The tea leaves are strongest for Anderson's “One Battle After Another.” The Producers Guild, which uses a preferential ballot like the Academy of Motion Picture Arts and Sciences does, is among the most predictive of bellwethers. Their winners have matched the last five years and in eight of the last 10 years.

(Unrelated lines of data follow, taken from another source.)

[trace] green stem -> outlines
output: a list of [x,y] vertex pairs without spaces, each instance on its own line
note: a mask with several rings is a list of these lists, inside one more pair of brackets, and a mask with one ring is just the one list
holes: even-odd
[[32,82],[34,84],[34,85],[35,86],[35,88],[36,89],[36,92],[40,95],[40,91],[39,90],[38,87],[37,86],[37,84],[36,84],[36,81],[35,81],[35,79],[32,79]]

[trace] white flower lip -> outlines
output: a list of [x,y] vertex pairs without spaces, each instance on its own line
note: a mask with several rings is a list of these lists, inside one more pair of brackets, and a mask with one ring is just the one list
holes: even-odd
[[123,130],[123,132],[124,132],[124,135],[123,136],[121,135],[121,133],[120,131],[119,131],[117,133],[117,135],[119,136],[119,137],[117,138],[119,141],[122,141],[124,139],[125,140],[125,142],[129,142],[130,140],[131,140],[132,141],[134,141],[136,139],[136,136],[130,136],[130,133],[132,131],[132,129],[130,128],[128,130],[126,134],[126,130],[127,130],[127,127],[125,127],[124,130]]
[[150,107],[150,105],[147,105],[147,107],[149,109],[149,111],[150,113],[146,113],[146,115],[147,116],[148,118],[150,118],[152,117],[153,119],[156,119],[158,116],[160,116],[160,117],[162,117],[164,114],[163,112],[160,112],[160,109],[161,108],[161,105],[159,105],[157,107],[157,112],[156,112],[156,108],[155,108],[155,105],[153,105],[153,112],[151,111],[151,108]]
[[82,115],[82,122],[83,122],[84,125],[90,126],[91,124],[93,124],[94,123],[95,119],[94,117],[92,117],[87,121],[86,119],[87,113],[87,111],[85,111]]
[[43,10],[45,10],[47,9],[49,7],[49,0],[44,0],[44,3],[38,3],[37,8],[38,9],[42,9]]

The actors guild best ensemble prize, on the other hand, has a shaky track record. In the last 31 years, the SAG winner has matched the Oscar champ only 15 times. The win for “Sinners,” though, came right in the midst of Oscar voting. It was a good time to show out. So this race feels close to a coin flip, with a Warner Bros. movie on both sides. The awards season resume makes “One Battle After Another” the front-runner. But “Sinners,” even with a record-setting 16 Oscar nominations, gets to play the underdog.

Best Actor

WHERE THINGS STAND

This has been one of the most competitive and hard-to-call races of the season. Look at Leonardo DiCaprio. He gives one of the best performances of his career, in the best picture favorite, and he's still a long shot. Instead, Timothée Chalamet was widely perceived as in the lead after early wins at the Globes and the Critics Choice Awards for his frenetic performance in “Marty Supreme.” But the BAFTAs muddied the waters (Robert Aramayo, not in the Oscar mix, was the unexpected winner). And “Sinners” star Michael B. Jordan, much to his surprise, won at the Actor Awards.

WHO HAS THE EDGE

Chalamet's maybe meta campaign, full of swagger and braggadocio, rubbed some voters the wrong way. At the same time, many in the academy felt the 30-year-old should have won last year, for his Bob Dylan in “A Complete Unknown” — a year when he won with the actors guild but lost to Adrien Brody (“The Brutalist”) at the Oscars. Chalamet will hope the reverse happens this year. But the academy is notoriously resistant to rewarding young stars. Jordan, 39, isn't much older. But it now suddenly feels like his moment.

Best Actress

WHERE THINGS STAND

Since the fall festival launch of “Hamnet,” Jessie Buckley has been the favorite. She's won at the Globes, the BAFTAs and the Actor Awards. Her closest competition is probably Rose Byrne, who won at the Globes in the comedy/musical category for “If I Had Legs I'd Kick You.”

WHO HAS THE EDGE

This one’s easy. Fortunes have fluctuated in most of the top categories, but Buckley has been entrenched as the front-runner for months.

Best Supporting Actor

WHERE THINGS STAND

Sean Penn, a two-time Oscar winner, has done nearly no campaigning, yet he finds himself the favorite after winning at the Actor Awards and the BAFTAs. But several other nominees remain in the mix. Stellan Skarsgård (“Sentimental Value”) won at the Globes and is the kind of widely-liked veteran actor the academy likes to reward. But so is Delroy Lindo (“Sinners”), who was a surprise Oscar nominee. In the eyes of many, Lindo has quickly joined the contenders.

WHO HAS THE EDGE

Penn's recent wins put him clearly in the lead, and he might stay there. But this remains a category rife with possibilities. The academy's strong international leanings should help Skarsgård. And it wasn't an accident that when “Sinners” won best ensemble at the Actor Awards, Lindo gave the acceptance speech.

Best Supporting Actress

WHERE THINGS STAND

This category has been all over the map. Teyana Taylor (“One Battle After Another”) won at the Globes. Wunmi Mosaku (“Sinners”) won at the BAFTAs. And Amy Madigan (“Weapons”) won at both the Actor Awards and the Critics Choice Awards.

WHO HAS THE EDGE

Any of those three could win. Two of them — Taylor and Mosaku — have the benefit of co-starring in films the academy obviously loves. “Sinners” and “One Battle After Another” have 29 nominations between them, while “Weapons” has only the one. Yet the 75-year-old Madigan, another celebrated character actor who's been great for decades, has the momentum thanks to her charming Actors Award speech.